Onyx: fault tolerant data processing for Clojure

  • This looks very interesting. I'm doing some log file processing in Apache Spark in Clojure. Spark is written in Scala, but has a Java API, which is wrapped by Flambo. It looks and feels entirely Clojure.

    The semantics look very similar indeed. Does anyone have a comparison between Onyx and Spark?

  • Hi folks! I'm Michael Drogalis - the primary author. I'm happy to answer any questions.

  • Checkout the original video introducing Onyx: http://youtu.be/vG47Gui3hYE

  • If this interests you, then you should also check out the post where Michael Drogalis first introduced this:

    http://michaeldrogalis.tumblr.com/post/98143185776/onyx-dist...

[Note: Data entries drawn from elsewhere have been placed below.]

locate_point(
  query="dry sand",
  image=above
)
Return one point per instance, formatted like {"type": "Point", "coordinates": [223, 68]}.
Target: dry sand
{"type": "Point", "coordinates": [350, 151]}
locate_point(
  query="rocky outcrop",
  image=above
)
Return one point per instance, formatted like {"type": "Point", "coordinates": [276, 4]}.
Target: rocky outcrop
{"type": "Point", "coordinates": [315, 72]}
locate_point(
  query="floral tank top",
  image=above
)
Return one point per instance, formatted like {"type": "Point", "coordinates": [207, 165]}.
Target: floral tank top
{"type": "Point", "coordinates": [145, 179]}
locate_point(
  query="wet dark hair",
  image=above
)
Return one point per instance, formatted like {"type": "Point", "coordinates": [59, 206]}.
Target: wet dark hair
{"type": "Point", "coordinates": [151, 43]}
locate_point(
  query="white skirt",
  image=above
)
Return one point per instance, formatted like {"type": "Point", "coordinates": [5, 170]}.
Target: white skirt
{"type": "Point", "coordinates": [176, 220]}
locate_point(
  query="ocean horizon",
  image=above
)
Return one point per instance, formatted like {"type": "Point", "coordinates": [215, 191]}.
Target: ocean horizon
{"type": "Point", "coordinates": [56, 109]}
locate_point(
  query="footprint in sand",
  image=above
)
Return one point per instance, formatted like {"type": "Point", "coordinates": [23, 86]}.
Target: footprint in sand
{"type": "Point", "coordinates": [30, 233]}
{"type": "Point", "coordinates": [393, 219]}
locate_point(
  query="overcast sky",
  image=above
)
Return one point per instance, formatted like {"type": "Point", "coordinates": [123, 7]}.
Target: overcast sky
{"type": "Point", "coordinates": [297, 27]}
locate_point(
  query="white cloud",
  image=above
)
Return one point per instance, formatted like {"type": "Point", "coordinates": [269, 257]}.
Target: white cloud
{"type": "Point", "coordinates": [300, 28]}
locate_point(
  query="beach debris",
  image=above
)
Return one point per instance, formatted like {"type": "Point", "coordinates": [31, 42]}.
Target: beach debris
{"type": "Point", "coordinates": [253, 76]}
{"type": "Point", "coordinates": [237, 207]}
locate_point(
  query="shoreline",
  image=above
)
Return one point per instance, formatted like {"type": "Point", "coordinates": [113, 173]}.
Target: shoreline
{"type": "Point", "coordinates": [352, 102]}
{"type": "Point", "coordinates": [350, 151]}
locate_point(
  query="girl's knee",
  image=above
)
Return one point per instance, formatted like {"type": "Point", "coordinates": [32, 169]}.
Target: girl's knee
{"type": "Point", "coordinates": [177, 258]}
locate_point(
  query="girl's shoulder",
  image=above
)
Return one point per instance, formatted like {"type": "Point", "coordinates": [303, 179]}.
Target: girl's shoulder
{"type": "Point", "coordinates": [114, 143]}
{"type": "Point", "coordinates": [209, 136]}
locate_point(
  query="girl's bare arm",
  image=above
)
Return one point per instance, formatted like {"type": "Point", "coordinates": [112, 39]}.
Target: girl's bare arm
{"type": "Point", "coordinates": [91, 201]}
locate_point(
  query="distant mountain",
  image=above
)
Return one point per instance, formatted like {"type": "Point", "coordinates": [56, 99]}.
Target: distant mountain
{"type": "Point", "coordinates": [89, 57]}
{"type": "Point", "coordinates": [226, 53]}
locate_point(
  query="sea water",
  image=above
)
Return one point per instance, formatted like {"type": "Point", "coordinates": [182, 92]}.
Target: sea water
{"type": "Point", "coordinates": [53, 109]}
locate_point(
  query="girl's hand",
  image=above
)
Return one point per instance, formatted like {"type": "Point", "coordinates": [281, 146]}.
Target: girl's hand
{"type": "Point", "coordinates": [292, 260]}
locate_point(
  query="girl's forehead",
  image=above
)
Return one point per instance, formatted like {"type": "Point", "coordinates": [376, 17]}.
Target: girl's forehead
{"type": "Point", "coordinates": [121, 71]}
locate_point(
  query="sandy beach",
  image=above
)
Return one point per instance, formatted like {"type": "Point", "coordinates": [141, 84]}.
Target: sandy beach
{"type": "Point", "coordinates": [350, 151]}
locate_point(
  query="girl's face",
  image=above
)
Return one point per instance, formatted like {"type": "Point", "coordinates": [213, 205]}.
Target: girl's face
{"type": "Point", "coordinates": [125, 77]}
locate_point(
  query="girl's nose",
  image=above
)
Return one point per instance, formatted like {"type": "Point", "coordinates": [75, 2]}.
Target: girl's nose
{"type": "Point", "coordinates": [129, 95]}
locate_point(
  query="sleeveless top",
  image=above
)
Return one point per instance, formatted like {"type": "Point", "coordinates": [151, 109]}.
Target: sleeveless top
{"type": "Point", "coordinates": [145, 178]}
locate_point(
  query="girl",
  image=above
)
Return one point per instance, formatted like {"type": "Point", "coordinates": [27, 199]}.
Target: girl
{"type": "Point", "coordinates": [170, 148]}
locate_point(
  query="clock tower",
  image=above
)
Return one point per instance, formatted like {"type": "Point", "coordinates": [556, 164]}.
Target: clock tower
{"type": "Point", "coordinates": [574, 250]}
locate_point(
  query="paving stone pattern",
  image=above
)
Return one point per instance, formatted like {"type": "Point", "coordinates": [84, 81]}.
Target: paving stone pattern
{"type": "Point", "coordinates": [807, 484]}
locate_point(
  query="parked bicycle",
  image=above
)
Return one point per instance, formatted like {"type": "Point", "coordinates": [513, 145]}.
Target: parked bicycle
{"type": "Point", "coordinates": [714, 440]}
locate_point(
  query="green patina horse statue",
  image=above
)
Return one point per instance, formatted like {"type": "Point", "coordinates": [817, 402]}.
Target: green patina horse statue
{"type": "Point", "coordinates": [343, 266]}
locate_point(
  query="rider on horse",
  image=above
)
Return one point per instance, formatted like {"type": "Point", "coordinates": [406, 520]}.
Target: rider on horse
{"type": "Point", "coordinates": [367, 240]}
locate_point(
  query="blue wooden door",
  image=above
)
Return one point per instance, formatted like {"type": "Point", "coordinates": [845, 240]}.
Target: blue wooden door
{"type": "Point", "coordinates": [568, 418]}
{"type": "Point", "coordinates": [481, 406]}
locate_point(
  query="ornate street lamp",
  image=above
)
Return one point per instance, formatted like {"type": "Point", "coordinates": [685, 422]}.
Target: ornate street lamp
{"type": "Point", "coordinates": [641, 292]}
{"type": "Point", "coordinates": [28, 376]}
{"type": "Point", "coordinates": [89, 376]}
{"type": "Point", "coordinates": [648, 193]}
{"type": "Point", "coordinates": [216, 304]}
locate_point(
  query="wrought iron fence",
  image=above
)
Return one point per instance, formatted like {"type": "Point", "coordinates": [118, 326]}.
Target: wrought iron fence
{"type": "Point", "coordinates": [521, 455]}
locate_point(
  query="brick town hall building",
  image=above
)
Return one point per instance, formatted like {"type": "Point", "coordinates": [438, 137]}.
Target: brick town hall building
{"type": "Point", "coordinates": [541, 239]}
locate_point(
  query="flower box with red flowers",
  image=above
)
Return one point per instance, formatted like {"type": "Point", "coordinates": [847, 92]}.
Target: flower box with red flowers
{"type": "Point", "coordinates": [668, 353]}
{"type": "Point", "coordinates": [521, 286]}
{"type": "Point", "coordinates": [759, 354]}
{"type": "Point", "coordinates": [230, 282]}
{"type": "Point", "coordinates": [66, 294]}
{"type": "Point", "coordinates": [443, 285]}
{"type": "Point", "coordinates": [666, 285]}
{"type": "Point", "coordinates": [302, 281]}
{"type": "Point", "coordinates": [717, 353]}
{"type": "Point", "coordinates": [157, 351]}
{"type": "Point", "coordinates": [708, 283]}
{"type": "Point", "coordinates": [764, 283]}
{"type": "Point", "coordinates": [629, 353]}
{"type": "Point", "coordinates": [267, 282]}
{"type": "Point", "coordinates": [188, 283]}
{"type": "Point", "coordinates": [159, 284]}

  • Re: Onyx's architecture. I would wonder about performance when keeping a shared log in ZooKeeper. Why not use something like Kafka -- it is designed for high-volume, immutable logging. ZK works best for less-frequently changing configuration, such as node connection information or snapshotting. I could be wrong. I'd like to hear your thoughts and experience.

  • Looks superficially simmilar to https://github.com/aphyr/tesser anyone know both and can give a comparison?

    From a brief examination tesser looks a lot simpler (probably because of encoding most of the folding using various monoids). Does onyx have a similar abstraction model that I missed?